Pakistan batting coach Younis Khan has urged Babar Azam to "take the initiative" and assert himself while leading the national T20I and ODI sides.
Babar's promotion to the leadership position started off with a series loss in Australia before salvaging pride with a couple of wins over Bangladesh in Lahore, though they slipped to No. 4 in the rankings following a 27-month reign at the top.
Pakistan currently trail England 0-1 in the ongoing series as they failed to defend an imposing total of 195 on Sunday at Old Trafford.
During England's successful chase, Babar often appeared inadequate at smartly executing an authoritative role on the field with other senior players flooding him with suggestions or rushing in to engage in discussions with the bowler.
Responding to the criticism directed at Babar in light of the five-wicket defeat, Younis acknowledged Babar's limitations in the presence of veteran campaigners but encouraged the 25-year-old to be bold in making decisions.
"Babar Azam has been our T20I and ODI captain for quite a while. Sometimes, it becomes difficult for a skipper when he gets suggestions from the support staff and senior players on the field. But the good thing is, all suggestions are for the betterment of the team," Younis told reporters in a conference call.
"Whenever I have a one-on-one discussion with him on leadership, I advise him to take the initiative himself and learn to make his own decisions.
"We often get the perception that the dressing room is intervening but when you are leading the side, you have to make your own decisions and when your intentions are good, even the poor decisions reap rewards."
Younis also drew from his own captaincy experience to drive home this point. "As a captain, I made many mistakes but the intention was always positive. My suggestion for him is to take decisions fearlessly, even with wrong steps, you learn," he added.
Delving deeper into the reasons explaining Pakistan's slip-up in the second T20I, Younis felt the batsmen could have made an extra effort to push the total past 200. He said the pitch was flat enough to further accelerate and punish the bowlers.
"We could have set a bigger target [in the second T20I]. Whenever the momentum is on your side, it is important to finish strongly. If we focus on the stats on the ground, it might be possible that it was a good score but I believe we could have posted a better total," he noted.
"We had the opportunity to put the opposition under pressure. It would have been great to have breached the 200-run mark.

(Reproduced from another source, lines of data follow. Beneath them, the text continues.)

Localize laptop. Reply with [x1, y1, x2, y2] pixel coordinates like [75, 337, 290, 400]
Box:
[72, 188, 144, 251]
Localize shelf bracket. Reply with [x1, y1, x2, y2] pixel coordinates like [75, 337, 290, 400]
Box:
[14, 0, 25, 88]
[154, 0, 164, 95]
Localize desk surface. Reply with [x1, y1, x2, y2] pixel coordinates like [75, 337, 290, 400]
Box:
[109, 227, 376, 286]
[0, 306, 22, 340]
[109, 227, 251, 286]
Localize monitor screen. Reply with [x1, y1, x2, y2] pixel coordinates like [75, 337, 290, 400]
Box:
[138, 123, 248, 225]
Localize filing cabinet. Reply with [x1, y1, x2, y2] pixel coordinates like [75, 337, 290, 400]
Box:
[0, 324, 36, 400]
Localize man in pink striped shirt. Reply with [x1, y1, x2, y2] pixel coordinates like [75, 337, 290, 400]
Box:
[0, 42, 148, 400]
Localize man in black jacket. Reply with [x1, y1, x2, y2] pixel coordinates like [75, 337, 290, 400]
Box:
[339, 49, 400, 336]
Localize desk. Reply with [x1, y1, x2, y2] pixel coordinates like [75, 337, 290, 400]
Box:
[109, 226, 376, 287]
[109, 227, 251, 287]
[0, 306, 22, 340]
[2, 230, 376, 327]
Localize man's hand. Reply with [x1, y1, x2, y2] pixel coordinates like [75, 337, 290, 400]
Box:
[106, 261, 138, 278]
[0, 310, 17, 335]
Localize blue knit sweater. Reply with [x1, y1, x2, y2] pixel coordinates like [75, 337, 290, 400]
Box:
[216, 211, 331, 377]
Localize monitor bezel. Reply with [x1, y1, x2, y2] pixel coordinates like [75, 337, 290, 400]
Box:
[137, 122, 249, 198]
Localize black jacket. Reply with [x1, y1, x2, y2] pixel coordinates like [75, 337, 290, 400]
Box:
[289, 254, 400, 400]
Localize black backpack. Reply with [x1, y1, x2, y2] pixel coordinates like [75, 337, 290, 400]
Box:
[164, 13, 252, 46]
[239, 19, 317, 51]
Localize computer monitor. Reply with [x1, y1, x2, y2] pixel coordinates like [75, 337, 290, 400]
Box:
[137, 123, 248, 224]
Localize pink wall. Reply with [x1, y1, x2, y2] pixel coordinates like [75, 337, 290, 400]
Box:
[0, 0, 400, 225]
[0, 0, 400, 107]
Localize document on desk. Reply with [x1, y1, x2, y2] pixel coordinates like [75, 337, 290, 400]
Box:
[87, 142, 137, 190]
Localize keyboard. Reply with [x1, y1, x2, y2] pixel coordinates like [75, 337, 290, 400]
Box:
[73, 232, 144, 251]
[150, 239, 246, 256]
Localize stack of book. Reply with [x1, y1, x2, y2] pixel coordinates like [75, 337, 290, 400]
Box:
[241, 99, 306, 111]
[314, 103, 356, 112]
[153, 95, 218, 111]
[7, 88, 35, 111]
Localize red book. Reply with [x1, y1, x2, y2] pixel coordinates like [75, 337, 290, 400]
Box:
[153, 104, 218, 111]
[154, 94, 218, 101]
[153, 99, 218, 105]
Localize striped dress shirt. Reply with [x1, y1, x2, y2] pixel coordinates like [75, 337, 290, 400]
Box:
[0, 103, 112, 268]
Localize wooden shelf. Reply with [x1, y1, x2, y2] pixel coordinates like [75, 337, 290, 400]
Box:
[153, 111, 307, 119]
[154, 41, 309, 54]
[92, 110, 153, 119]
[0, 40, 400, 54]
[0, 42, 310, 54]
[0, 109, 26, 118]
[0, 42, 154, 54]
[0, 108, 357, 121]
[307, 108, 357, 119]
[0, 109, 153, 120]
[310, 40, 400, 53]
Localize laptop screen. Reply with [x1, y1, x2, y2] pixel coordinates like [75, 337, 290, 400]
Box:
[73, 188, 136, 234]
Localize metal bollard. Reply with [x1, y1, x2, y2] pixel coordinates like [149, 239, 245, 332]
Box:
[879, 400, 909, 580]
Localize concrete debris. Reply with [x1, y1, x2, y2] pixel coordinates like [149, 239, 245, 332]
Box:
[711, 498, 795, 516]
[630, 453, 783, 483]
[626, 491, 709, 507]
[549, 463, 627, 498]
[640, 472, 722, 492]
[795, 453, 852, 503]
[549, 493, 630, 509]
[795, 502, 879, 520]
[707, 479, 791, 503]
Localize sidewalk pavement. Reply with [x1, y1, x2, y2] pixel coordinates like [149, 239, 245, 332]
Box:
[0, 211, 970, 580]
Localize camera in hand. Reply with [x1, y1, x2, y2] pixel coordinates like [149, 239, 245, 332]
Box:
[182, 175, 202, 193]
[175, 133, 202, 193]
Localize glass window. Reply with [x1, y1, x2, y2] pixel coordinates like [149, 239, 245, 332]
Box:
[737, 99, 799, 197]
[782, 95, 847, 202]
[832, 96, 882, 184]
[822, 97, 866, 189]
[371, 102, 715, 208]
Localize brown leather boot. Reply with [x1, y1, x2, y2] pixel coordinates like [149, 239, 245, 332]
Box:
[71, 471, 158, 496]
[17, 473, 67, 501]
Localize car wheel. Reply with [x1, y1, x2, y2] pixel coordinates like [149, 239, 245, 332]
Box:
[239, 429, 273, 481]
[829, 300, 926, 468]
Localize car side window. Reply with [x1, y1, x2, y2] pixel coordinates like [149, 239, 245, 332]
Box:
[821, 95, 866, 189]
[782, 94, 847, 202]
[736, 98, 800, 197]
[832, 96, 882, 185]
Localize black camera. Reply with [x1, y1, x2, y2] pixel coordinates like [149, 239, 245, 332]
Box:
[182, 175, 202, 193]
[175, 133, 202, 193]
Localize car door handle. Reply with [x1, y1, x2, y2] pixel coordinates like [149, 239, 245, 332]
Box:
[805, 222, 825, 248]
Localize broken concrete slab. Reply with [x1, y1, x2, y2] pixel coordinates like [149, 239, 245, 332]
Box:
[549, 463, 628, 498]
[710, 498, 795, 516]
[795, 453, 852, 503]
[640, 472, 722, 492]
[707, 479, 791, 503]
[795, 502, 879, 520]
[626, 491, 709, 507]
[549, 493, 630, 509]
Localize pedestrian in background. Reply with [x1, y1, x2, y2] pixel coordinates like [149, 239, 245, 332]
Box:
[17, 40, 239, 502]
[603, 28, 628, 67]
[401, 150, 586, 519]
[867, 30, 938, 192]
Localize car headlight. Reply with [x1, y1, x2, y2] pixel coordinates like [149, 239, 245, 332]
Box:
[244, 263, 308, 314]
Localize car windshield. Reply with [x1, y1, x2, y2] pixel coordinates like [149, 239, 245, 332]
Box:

England's batting, on the other hand, kept us under pressure throughout their innings, which led to mistakes from our bowlers."
Pakistan's highest-scorer in their innings was Mohammad Hafeez, who smashed 69 off 36 deliveries in an immaculate knock laced with four maximums.
However, questions continue to be posed over the selection of 39-year-old Hafeez and 38-year-old Shoaib Malik since it contradicts the mantra of building the team for the future.
But Younis backed the duo and admonished doubters for pointing fingers at players just on the basis of their seniority.
"The way Mohammad Hafeez played in the second T20I, wouldn't we want him to perform like this in every match. If Hafeez keeps improving his fitness levels and his strike rate, why would we exclude him from the team?" Younis asked rhetorically.
"Until the next T20 World Cup, we have about 20-21 matches and if Hafeez and Shoaib Malik maintain their fitness levels across these games, we wouldn't want to drop them. I get the thought process behind inducting young blood in the T20 format but how can you guarantee the performance of fresh players."
He also cited the example of Kumar Sangakkara and Mahela Jayawardene, who finished their respective T20I careers on a high note by helping Sri Lanka win the world event in 2014.